W zestawie znajdziemy adapter dopasowujący do różnych gwintów statywów mikrofonowych czy też fotograficznych.

Micreator w praktyce
Oba mikrofony (osobno i w duecie) nadają się praktycznie do nagrywania niemal każdego rodzaju materiału – sprawdzą się z głosem (mówionym, wokalem), instrumentami itp. Ponieważ ich kapsuły są pojemnościowe, gwarantują odpowiednią dynamikę nagrania i finalny poziom. Tradycyjnie dla Austrian Audio charakterystyka przenoszenia jest bardzo wyrównana, bez wyraźnego podbicia jakiegoś pasma, co sprawia, że bez względu na charakter źródła otrzymamy materiał wiernie oddający zapisywany dźwięk. Głos czy jest to mowa czy partie wokalne, zabrzmi czysto i czytelnie, co będzie bardzo ważne także podczas wywiadów. Kardioidalna kierunkowość zapewni skupienie na właściwym źródle, ale nawet jeśli w tle pojawią się jakieś dźwięki z boków czy z tyłu, to nawet one zabrzmią naturalnie, właśnie dzięki technologii Open Acoustic. Słowem, żadne zniekształcenia nie zepsują nam materiału. A dla wielu osób, które zawodowo czy choćby i hobbystycznie zajmują się tworzeniem różnych treści, czas pracy jest dość istotnym czynnikiem – często mają do czynienia z czymś, co trzeba w miarę szybko zarejestrować, zmontować i wyemitować. Dźwięk uchwycony mikrofonami serii MiCreator jest już od razu na tyle dobry, że niewiele będzie potrzebować, by nadawał się do wykorzystania.

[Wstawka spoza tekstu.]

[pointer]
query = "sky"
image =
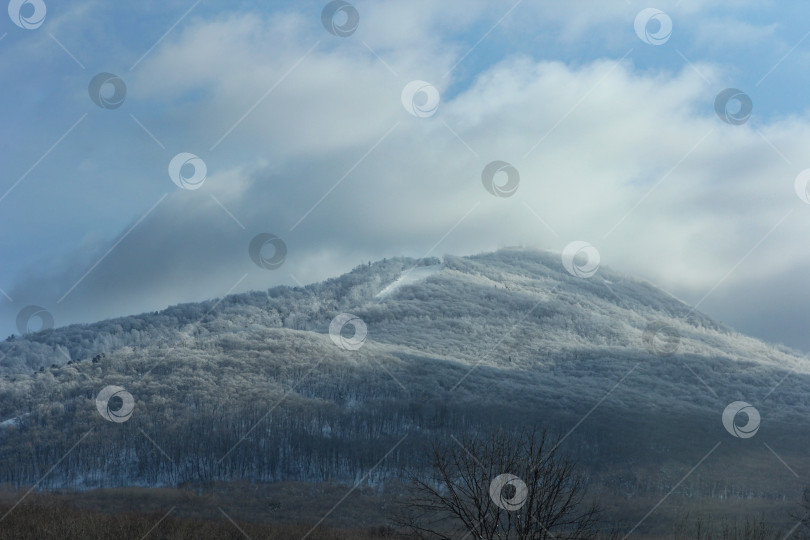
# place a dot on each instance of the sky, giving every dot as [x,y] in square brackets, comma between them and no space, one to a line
[145,147]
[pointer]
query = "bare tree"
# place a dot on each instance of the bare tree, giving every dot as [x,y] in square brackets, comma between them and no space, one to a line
[499,485]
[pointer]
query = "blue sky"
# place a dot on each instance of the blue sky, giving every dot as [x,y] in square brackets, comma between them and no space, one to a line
[304,136]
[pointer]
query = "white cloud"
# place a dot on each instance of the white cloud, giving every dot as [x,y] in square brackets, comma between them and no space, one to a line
[606,134]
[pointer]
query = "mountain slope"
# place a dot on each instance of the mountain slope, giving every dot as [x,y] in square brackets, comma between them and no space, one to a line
[254,387]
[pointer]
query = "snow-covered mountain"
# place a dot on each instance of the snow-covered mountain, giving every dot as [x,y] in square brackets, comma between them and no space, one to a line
[254,385]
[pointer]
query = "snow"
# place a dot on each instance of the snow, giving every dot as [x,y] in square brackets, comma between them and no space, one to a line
[409,277]
[11,422]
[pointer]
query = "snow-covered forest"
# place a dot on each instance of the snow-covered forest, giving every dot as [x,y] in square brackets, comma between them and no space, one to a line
[252,386]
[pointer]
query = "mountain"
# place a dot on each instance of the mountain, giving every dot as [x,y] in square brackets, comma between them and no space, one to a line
[256,387]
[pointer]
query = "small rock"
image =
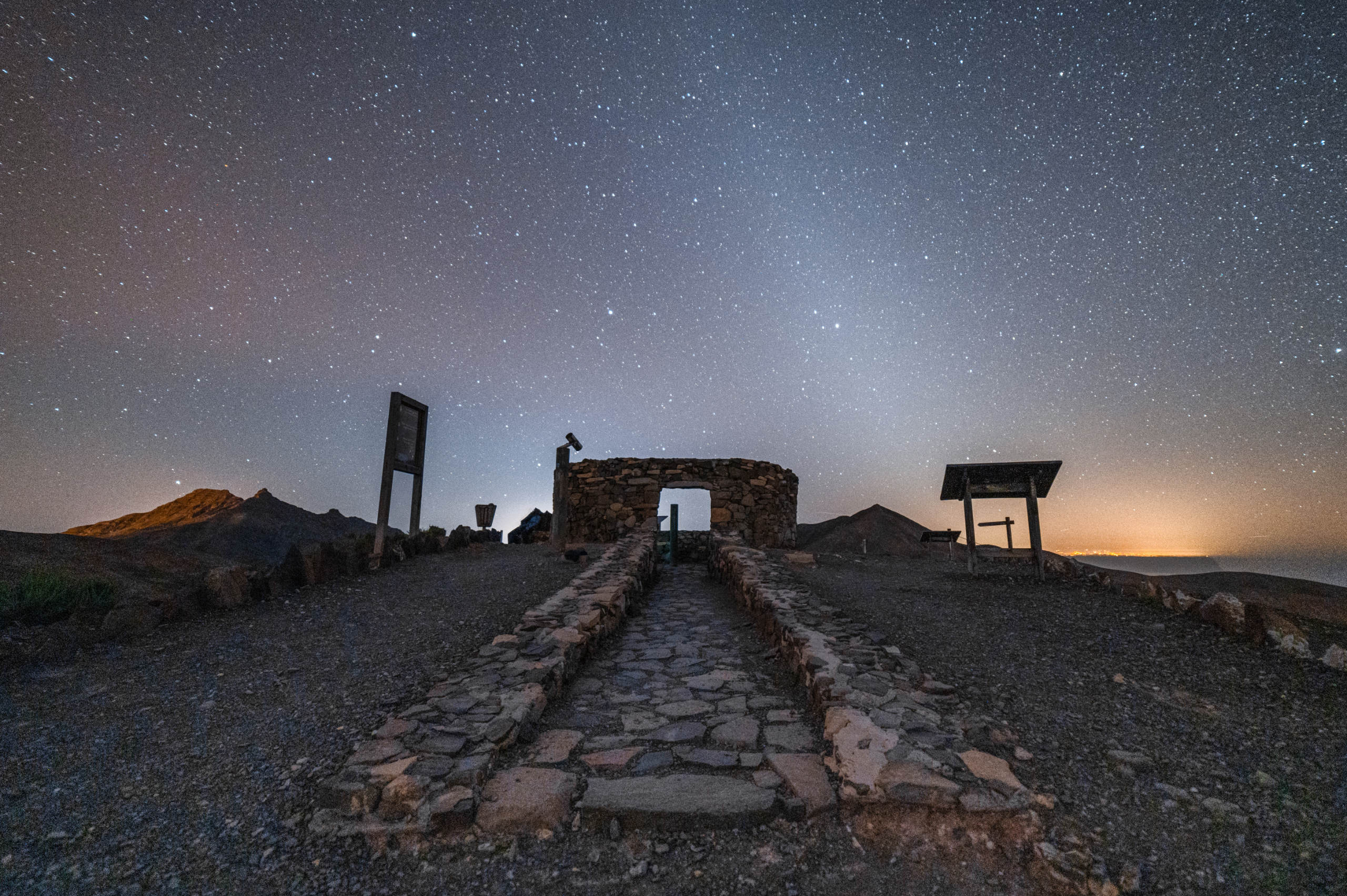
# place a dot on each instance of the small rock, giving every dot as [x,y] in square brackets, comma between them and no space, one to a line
[907,782]
[740,733]
[1223,611]
[683,709]
[736,705]
[556,746]
[767,778]
[794,738]
[395,728]
[993,770]
[525,799]
[610,759]
[713,758]
[710,682]
[1177,794]
[1228,811]
[1131,759]
[1129,879]
[678,732]
[402,797]
[805,775]
[652,762]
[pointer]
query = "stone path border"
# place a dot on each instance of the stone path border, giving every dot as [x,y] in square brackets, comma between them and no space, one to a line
[424,771]
[910,777]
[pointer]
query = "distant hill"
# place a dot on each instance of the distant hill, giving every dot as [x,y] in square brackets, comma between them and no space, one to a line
[193,507]
[255,531]
[1152,565]
[884,531]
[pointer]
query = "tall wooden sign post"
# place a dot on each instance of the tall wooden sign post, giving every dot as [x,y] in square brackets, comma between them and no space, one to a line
[405,452]
[562,491]
[1030,480]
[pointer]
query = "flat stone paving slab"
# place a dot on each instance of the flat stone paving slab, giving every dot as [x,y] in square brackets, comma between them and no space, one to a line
[678,802]
[652,719]
[791,738]
[522,801]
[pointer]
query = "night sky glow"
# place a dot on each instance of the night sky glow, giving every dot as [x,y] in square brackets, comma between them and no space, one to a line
[859,240]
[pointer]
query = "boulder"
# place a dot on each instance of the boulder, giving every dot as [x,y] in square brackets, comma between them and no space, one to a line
[228,587]
[1284,635]
[1225,611]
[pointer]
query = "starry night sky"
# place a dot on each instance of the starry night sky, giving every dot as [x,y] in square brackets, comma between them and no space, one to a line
[859,240]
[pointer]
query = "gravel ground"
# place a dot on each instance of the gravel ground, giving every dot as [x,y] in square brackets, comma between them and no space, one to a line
[181,760]
[189,762]
[1079,673]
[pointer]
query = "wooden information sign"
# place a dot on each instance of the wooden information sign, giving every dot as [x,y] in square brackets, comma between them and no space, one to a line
[405,452]
[1030,480]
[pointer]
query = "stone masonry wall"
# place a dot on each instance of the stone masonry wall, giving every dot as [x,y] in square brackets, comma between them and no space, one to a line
[422,772]
[910,767]
[614,496]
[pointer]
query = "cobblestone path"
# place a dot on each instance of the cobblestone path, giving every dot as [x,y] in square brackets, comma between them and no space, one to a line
[685,693]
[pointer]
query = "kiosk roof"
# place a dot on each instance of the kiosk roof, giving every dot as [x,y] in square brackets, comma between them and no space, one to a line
[999,480]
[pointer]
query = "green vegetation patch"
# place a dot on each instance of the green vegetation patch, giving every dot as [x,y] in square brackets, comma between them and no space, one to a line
[46,596]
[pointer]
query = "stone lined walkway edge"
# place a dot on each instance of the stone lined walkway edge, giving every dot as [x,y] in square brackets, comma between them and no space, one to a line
[911,777]
[424,771]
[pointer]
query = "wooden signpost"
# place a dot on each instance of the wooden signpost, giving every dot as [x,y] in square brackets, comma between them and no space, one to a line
[947,537]
[1007,523]
[405,452]
[1030,480]
[562,492]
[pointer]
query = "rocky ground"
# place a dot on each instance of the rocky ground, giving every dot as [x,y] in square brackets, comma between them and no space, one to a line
[190,763]
[1209,763]
[182,758]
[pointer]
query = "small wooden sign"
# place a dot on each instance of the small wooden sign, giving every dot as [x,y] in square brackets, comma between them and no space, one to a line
[405,452]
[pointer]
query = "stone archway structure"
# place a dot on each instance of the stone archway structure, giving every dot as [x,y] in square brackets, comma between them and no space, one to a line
[609,498]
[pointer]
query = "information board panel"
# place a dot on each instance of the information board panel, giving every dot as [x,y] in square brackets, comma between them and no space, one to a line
[405,452]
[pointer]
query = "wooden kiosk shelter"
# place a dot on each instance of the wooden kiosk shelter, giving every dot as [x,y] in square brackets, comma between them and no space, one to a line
[1030,480]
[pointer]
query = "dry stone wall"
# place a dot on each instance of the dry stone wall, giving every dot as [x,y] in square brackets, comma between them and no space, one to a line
[424,771]
[614,496]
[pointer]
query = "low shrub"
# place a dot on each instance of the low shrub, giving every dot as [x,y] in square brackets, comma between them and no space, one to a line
[47,596]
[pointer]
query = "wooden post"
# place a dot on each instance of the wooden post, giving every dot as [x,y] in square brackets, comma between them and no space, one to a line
[418,477]
[672,534]
[1035,537]
[968,526]
[386,486]
[561,498]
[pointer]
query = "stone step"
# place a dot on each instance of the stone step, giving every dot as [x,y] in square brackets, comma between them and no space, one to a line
[678,802]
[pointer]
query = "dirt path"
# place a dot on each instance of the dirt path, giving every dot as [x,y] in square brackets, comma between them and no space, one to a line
[181,756]
[1240,777]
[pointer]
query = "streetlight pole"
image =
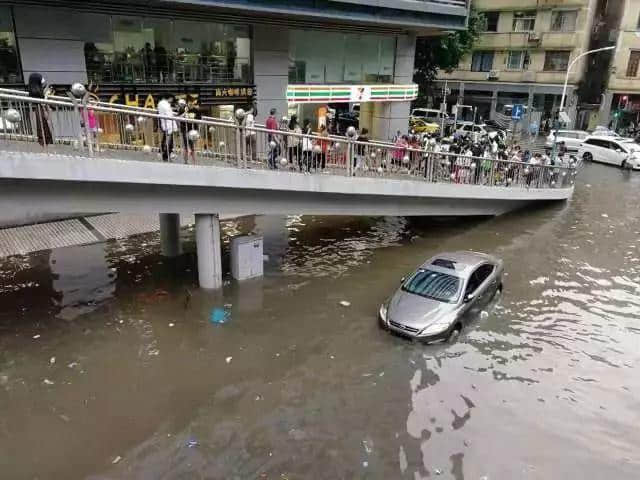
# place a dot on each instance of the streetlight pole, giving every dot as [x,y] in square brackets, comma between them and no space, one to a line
[554,149]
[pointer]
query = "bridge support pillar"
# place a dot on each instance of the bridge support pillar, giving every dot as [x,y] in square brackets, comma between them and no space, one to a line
[170,234]
[208,244]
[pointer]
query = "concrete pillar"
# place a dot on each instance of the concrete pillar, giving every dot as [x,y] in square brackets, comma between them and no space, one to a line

MiCreator Satellite i MiCreator Studio

Model Studio wyposażono w prosty, ale bardzo przydatny interfejs audio USB, który pozwala na nagrywanie do komputera dźwięku o częstotliwościach 44,1 kHz, albo 48 kHz i z rozdzielczością 16 lub 24-bity. I choć nie ma możliwości pracy z wyższymi, to tak naprawdę – do tych celów, dla których MiCreator został stworzony – są to absolutnie wystarczające parametry. Sam interfejs obsługuje się bardzo intuicyjnie, jest narzędziem spełniającym wszystkie warunki standardu plug and play. Zatem nie trzeba mieć jakichś wcześniejszych doświadczeń z innymi urządzeniami tego typu, by od razu móc zacząć pracę. Dużym plusem jest także mobilność systemu, nieprzypadkowo określany jest wręcz mianem kieszonkowego, choć może akurat ta kieszeń na model Studio powinna być nieco większa. Nabywając System Set, otrzymujemy darmowy kupon na Steinberg Cubase LE lub Wavelab Cast, co także jest bardzo dobrą ofertą.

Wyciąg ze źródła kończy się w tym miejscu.